Xilinx and Numenta claim dramatic speed-up of neural nets versus Nvidia GPUs

Using an approach called sparsity, Xilinx and Numenta are able to make an AI chip fifty times faster overall.

xilinx-press-tour-may-2021-slide-12.jpg

Benchmark tests results offered by Xilinx and Numenta for Xilinx FPGAs on two standard machine learning AI tasks, Google Speech Commands, and ImageNet. In both cases, the Y axis is a measure of throughput, words per second in the case of Google Speech Commands, and images per second in the case of ResNet-50 on ImageNet, where the higher bar is the better score because it equals greater throughput.

Xilinx

Numenta, the Silicon Valley artificial intelligence firm founded by Palm Pilot creator Jeff Hawkins, has been able to achieve a dramatic speed up in conventional neural networks using Xilinx programmable logic devices, Xilinx CEO Victor Peng told ZDNet in an interview Friday via Zoom.

The speed-up offers orders of magnitude improvement over the industry heavyweight, Nvidia's, chips, claims Xilinx in benchmark tests. 

"We achieve factors of improvement, and we beat the GPU," said Peng, discussing benchmarks the company conducted with Numenta. The measure of success is throughput that trained neural networks are able to perform.

Xilinx is in the process of being acquired by Advanced Micro Devices for $34 billion dollars, a deal announced last October. The deal has been approved by the two companies' shareholders, is in the midst of the European Union approval process, and is expected to close by the end of this year.

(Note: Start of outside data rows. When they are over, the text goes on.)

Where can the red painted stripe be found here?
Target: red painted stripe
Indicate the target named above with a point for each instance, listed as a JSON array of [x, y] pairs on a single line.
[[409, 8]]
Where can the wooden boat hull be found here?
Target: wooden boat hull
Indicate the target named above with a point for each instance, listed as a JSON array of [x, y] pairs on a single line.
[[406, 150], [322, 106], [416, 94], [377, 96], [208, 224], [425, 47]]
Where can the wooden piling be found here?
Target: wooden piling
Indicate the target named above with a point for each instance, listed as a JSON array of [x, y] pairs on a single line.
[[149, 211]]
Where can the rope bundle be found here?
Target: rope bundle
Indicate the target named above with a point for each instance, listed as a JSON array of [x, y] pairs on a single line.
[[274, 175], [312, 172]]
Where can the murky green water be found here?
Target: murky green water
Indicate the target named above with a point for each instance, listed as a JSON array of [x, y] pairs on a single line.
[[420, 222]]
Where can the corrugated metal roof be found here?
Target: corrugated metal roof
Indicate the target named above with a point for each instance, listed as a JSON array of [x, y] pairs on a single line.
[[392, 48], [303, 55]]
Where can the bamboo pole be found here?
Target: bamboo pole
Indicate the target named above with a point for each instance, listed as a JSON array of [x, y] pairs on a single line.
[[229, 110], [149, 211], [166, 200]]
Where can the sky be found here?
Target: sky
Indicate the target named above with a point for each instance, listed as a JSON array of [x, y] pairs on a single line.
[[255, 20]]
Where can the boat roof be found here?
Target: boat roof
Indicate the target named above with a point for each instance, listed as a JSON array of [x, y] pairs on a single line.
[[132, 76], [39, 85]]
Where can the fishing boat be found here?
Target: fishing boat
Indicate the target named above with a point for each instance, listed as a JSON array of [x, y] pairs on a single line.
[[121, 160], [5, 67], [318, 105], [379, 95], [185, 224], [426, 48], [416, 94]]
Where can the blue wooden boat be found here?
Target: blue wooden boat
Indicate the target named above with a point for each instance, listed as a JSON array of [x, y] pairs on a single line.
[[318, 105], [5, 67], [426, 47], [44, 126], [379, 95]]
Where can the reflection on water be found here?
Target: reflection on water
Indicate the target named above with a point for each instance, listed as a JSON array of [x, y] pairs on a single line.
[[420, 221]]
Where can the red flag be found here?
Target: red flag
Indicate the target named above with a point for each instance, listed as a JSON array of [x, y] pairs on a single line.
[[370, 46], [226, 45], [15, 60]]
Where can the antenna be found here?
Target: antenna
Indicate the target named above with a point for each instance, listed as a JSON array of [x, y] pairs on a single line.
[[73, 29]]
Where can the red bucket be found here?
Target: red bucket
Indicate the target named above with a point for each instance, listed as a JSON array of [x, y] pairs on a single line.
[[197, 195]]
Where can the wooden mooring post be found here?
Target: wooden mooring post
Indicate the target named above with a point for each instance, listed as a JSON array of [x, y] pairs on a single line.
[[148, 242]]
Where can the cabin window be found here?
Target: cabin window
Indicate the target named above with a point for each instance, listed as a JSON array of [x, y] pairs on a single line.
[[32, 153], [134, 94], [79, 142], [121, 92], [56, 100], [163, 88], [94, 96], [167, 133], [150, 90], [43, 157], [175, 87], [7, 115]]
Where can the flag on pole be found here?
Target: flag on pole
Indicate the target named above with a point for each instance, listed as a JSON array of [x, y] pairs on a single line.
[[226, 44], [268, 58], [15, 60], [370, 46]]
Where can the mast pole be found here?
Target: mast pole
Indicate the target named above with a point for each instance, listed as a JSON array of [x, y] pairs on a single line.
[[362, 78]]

Xilinx offered time with Peng as a general update on progress at Xilinx while the transaction is underway.

xilinx-victor-peng-on-zoom-may-2021.jpg

"People always talk about TOPS, TOPS, TOPS," says Xilinx CEO Victor Peng, referring to benchmark machine learning stats. "TOPS only talks about the peak performance of your data path."

Xilinx

The benchmark performance carried out by Xilinx and Numenta was done on two common benchmark tests of machine learning algorithms.

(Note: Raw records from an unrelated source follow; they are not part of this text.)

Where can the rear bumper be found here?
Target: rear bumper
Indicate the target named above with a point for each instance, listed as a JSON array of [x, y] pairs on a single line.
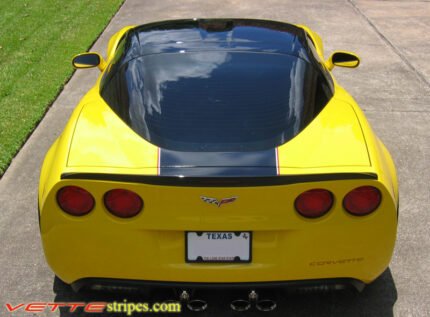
[[130, 285]]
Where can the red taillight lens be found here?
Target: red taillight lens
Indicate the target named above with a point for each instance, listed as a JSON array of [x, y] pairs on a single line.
[[362, 201], [123, 203], [314, 203], [75, 200]]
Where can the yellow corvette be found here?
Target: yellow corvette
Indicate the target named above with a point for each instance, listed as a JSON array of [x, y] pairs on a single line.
[[217, 152]]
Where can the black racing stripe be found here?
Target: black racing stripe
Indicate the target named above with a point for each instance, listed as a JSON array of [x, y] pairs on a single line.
[[218, 164], [220, 181]]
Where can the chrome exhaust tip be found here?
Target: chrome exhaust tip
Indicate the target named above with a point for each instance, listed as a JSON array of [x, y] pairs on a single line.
[[240, 305], [184, 297], [266, 305], [197, 305]]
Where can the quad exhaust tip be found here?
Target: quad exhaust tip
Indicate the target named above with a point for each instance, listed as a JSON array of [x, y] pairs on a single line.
[[264, 305]]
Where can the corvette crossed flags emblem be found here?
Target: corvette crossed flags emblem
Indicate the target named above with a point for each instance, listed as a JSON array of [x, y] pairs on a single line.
[[218, 203]]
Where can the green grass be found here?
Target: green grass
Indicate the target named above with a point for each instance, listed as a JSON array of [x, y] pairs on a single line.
[[37, 41]]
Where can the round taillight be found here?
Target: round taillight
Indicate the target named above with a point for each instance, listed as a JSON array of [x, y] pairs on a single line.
[[362, 200], [314, 203], [75, 200], [123, 203]]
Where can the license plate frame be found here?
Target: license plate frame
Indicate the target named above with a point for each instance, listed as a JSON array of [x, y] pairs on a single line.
[[245, 256]]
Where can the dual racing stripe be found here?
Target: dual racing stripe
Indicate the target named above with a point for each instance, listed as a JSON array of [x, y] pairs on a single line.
[[218, 164]]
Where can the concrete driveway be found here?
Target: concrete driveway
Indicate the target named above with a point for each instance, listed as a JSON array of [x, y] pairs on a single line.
[[393, 87]]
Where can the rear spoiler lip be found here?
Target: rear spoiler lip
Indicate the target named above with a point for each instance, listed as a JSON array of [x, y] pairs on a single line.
[[219, 181]]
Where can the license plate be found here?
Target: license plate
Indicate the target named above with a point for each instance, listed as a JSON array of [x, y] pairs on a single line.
[[219, 247]]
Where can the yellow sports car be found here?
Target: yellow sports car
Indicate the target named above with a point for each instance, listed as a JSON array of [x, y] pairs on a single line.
[[217, 152]]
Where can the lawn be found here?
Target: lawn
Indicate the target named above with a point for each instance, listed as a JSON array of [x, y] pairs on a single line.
[[37, 40]]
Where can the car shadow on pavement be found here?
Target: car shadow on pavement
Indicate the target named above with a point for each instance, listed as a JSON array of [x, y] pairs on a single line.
[[376, 299]]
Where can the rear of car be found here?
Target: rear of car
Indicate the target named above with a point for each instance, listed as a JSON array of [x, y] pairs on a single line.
[[217, 152]]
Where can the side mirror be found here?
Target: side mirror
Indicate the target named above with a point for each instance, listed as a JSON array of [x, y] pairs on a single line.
[[342, 59], [88, 60]]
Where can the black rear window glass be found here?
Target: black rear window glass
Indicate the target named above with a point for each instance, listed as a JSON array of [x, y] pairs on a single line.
[[210, 95]]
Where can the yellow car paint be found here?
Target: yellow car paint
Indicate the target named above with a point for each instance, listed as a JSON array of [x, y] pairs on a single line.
[[151, 245]]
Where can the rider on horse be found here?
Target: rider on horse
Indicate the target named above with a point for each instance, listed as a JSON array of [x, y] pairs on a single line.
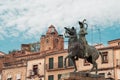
[[82, 34]]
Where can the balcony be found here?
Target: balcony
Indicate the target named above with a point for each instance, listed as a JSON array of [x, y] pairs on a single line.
[[19, 63], [34, 74], [118, 63], [57, 66]]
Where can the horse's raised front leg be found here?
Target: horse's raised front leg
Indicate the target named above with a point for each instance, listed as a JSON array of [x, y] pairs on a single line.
[[65, 61]]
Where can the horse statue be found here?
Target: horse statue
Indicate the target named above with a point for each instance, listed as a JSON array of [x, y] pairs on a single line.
[[76, 50]]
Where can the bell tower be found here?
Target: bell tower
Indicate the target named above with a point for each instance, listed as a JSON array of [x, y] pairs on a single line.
[[52, 40]]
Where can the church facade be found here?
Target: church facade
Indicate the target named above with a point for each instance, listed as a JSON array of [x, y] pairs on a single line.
[[47, 63]]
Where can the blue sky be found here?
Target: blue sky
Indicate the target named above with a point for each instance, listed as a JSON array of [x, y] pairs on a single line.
[[24, 21]]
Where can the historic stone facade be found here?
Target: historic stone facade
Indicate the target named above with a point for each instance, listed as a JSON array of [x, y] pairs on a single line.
[[47, 63]]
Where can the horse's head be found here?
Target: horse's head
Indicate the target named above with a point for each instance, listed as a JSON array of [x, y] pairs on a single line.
[[70, 31]]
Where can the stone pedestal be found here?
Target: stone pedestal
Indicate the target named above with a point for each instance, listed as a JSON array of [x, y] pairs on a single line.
[[81, 76]]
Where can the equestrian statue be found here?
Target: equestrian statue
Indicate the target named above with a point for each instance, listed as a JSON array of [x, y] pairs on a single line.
[[79, 48]]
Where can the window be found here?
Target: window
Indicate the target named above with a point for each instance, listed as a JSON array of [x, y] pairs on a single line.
[[86, 63], [9, 78], [105, 57], [59, 76], [70, 62], [102, 74], [18, 77], [50, 77], [60, 62], [50, 63], [35, 69]]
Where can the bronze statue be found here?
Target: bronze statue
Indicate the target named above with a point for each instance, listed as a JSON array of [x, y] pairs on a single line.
[[82, 34], [76, 49]]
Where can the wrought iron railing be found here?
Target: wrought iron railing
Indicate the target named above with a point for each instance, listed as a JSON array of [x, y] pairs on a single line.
[[14, 64], [33, 73]]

The first was the Google Speech Commands, a dataset introduced by Google in 2017 to test speech recognition. The second was ResNet-50, an image recognition algorithm used on the popular ImageNet dataset.

Also: AI is changing the entire nature of compute

A Xilinx Alveo FPGA, said Peng, was able to achieve a 100-times increase in the amount of throughput in terms of words recognized correctly per second in the Google Speech test, relative to an Nvidia V100 GPU. The data had been disclosed by Numenta back in November.

The ImageNet test on ResNet-50 had not previously been disclosed by either party. In that instance, the throughput in images per second recognized was accelerated by three times on the Xilinx part, called Versal, versus an Nvidia T4 part.

numenta-white-paper-sparsity-enables-50x-performance-acceleration-in-deep-learning-networks-page-20.jpg

Numenta

One part of the performance comes from what Xilinx calls its "AI Engine," or AIE, which is a set of reconfigurable circuits that are able to speed up the basic operations of neural networks, the multiplication of vectors and matrices representing input data and weight values, respectively.

Equally important, in both tests, the AI ability of the Xilinx chips was helped by Numenta scientists, led by Subutai Ahmad, Numenta's head of research and Engineering. 

Numenta is conducting research into the brain, specifically the youngest part of the brain, the neocortex, which performs the higher-level cognitive functions in mammals, including visual perception. Founder Hawkins has written about the complex way in which the neocortex may function, a manner very different from conventional deep learning forms of AI. 

Also: A love letter to the brain: in his new book on AI, Jeff Hawkins is enamored of thought

Despite that difference, Numenta, under Ahmad's directions, is simultaneously trying to turn knowledge of the neocortex into usable algorithms to speed up deep learning.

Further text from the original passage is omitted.